Is plate-less the new trayless? STEP sent out an e-mail informing students that experiments in “plate-less” dining found that the practice would prove too difficult to implement “for soft/watery foods.” Can anyone say “April Fools’ ”?

Fool me twice… In an effort to decorate the picnic table recently added to the Davenport courtyard, a member of the college’s council sent an e-mail announcing that the table would be painted in “Coca-Cola red and white” and that, in exchange for this sponsorship, Coke would give free soft drinks to the college’s buttery every Monday.

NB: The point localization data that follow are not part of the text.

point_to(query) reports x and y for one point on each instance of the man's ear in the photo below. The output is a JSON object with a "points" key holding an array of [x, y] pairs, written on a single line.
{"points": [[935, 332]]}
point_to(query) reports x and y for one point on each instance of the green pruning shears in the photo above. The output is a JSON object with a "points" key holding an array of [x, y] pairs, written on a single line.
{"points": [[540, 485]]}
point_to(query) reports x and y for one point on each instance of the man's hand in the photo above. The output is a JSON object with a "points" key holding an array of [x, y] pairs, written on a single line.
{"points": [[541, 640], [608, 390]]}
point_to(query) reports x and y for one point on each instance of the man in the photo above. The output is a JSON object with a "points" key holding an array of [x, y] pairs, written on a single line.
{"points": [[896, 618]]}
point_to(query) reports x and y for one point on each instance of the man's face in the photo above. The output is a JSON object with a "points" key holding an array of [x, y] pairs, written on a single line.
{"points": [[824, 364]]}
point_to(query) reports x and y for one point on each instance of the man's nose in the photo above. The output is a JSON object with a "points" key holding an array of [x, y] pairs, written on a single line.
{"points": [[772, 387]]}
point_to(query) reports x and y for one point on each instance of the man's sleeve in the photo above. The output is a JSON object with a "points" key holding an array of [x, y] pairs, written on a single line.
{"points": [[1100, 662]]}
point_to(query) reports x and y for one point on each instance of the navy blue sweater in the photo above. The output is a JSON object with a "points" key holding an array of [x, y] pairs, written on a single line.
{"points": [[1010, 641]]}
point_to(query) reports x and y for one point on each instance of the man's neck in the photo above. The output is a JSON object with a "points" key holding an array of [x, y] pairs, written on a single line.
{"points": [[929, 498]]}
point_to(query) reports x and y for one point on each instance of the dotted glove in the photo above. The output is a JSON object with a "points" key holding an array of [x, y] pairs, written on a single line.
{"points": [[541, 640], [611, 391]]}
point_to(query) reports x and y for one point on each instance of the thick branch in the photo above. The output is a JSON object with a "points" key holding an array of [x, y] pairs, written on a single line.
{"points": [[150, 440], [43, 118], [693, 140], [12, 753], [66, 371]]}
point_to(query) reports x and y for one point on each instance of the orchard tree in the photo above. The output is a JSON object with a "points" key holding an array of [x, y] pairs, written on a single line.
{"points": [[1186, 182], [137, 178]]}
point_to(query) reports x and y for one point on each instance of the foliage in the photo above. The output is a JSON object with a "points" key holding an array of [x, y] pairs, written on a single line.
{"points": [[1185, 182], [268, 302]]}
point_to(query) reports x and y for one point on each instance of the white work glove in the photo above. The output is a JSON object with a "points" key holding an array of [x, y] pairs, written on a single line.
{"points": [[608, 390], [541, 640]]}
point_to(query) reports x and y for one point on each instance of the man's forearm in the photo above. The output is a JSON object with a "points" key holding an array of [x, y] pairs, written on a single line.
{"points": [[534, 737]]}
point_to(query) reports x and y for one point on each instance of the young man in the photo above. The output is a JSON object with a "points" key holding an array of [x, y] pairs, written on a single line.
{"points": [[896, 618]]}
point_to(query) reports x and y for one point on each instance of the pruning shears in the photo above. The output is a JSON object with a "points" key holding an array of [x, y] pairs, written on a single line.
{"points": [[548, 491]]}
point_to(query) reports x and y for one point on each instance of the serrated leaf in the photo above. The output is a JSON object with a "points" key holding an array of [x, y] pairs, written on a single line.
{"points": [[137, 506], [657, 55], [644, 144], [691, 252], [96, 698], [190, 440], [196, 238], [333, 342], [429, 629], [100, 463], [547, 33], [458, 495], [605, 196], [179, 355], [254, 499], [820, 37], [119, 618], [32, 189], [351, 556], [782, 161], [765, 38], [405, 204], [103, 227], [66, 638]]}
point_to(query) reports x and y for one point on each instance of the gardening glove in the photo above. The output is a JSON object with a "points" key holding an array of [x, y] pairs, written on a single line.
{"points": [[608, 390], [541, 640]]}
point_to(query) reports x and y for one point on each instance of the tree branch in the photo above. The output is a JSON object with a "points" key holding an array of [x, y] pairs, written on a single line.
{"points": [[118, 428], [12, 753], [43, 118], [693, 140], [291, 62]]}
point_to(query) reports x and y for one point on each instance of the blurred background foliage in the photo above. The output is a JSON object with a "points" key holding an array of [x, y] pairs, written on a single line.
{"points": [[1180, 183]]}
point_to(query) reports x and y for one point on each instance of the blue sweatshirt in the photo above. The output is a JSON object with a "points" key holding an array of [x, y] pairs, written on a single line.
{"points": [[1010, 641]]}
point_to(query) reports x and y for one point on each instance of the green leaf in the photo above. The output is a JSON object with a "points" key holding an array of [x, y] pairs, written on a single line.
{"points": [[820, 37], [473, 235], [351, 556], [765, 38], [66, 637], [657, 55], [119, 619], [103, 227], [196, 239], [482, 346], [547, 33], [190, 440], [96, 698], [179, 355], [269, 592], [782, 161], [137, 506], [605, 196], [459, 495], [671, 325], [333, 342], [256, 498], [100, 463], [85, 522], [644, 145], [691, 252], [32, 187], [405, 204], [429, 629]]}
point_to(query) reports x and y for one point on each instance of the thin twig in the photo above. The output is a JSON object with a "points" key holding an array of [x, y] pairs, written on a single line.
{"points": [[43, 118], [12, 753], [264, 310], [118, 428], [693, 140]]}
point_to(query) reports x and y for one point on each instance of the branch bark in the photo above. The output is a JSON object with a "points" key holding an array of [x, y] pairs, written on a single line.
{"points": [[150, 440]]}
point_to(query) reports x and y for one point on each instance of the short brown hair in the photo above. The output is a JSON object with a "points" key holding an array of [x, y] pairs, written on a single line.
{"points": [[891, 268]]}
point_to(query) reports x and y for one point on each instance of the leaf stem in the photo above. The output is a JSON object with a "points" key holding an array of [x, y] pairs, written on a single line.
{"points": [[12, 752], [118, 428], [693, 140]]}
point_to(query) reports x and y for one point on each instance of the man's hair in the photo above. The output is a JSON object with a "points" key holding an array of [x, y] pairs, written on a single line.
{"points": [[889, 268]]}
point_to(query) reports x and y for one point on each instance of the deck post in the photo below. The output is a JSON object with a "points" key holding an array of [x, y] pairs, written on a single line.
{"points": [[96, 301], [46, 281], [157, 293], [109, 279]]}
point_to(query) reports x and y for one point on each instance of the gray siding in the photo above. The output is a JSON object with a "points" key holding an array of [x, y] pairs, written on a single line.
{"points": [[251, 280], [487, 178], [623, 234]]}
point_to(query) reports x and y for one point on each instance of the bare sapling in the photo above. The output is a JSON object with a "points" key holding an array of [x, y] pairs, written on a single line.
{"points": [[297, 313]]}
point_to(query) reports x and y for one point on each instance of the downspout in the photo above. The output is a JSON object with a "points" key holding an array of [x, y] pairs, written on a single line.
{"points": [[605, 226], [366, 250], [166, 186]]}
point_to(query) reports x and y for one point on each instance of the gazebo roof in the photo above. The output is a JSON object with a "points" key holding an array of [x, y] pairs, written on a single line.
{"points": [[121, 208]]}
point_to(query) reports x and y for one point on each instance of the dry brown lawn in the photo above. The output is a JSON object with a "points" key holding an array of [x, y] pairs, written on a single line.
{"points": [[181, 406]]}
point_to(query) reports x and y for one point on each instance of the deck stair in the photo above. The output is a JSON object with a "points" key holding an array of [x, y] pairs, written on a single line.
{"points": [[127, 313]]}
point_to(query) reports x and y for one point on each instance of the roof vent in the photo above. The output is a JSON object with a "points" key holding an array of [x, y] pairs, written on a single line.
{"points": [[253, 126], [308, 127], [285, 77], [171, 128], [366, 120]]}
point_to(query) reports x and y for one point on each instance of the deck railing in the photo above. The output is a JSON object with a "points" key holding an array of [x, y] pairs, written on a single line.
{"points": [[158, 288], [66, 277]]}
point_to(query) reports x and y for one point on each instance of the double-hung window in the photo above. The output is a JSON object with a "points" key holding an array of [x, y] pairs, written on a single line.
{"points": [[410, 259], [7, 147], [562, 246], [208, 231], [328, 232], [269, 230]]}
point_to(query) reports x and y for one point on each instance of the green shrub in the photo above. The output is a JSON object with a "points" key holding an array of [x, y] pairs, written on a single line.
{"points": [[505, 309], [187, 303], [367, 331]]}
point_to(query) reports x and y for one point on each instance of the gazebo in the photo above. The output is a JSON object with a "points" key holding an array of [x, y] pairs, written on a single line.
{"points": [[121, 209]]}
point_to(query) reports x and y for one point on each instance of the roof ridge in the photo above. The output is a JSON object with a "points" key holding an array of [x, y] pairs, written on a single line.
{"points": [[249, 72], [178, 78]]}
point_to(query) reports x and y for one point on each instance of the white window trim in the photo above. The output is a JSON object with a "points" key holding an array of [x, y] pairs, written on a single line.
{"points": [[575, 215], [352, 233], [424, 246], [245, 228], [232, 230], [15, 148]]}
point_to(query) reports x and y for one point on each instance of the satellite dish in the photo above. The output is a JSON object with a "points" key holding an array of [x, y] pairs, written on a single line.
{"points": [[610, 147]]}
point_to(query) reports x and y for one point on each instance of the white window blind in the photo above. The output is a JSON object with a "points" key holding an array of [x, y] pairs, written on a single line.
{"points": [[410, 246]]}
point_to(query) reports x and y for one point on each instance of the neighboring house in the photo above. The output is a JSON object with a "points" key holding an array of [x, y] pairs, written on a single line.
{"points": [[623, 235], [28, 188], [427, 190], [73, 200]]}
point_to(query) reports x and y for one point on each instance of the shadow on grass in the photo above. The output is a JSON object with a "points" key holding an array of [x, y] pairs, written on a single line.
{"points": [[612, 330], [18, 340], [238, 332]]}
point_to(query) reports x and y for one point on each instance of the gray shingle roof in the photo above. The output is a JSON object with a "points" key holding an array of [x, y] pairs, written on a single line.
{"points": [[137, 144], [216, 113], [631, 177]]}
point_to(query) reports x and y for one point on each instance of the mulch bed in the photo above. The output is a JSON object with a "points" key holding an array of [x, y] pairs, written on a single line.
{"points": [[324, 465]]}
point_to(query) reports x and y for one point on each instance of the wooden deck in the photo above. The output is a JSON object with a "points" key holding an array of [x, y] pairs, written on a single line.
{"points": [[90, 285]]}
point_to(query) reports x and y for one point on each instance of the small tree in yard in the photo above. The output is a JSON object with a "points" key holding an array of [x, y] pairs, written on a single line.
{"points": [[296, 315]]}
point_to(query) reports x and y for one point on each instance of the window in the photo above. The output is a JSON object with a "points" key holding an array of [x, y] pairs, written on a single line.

Yes, IvyGate was kidding, too. YCC President Jon Wu ’11 confirmed that an IvyGate blog post claiming MGMT canceled its upcoming performance at Spring Fling is no more than yet another April Fool’s joke. The post claimed MGMT was protesting the misogynistic lyrics of fellow Spring Fling performers the Ying Yang Twins and that MGMT had also canceled its performance at Brown, where Snoop Dogg will be performing as well.

So much for keeping kosher. The matzo ball soup offered for lunch Thursday in Silliman — ostensibly catering to those keeping kosher for Passover — contained noodles, which, for the record, don’t qualify under the guidelines for the holiday.

For those seeking reality television fame, the Real World will be holding auditions on April 13 at Toad’s Place. Producers say they are interested in someone with a disability, “a member of a pro-abstinence group and someone who is involved with goth, emo or punk subculture.”

A Saturday night at Yale, in four minutes. Ethan Kuperberg, director of “That’s Why Choose Yale,” captures the spirit of Yale social life in “Gon’ Kiss Girls Tonight,” a satirical YouTube skit with lines such as “Ladies, come on, can’t you see / I’ve been kissing girls since I was 17.”

The new Web site “Lecture Poems” features poems Yale students have patched together from lectures. Classes represented include Alexander Garvin’s “Study of the City” and Michael Frame’s “Fractal Geometry.”

THIS DAY IN YALE HISTORY

2003 A Fair Haven resident requests that the “Harry Potter” series be removed from city schools for violating Christian teachings.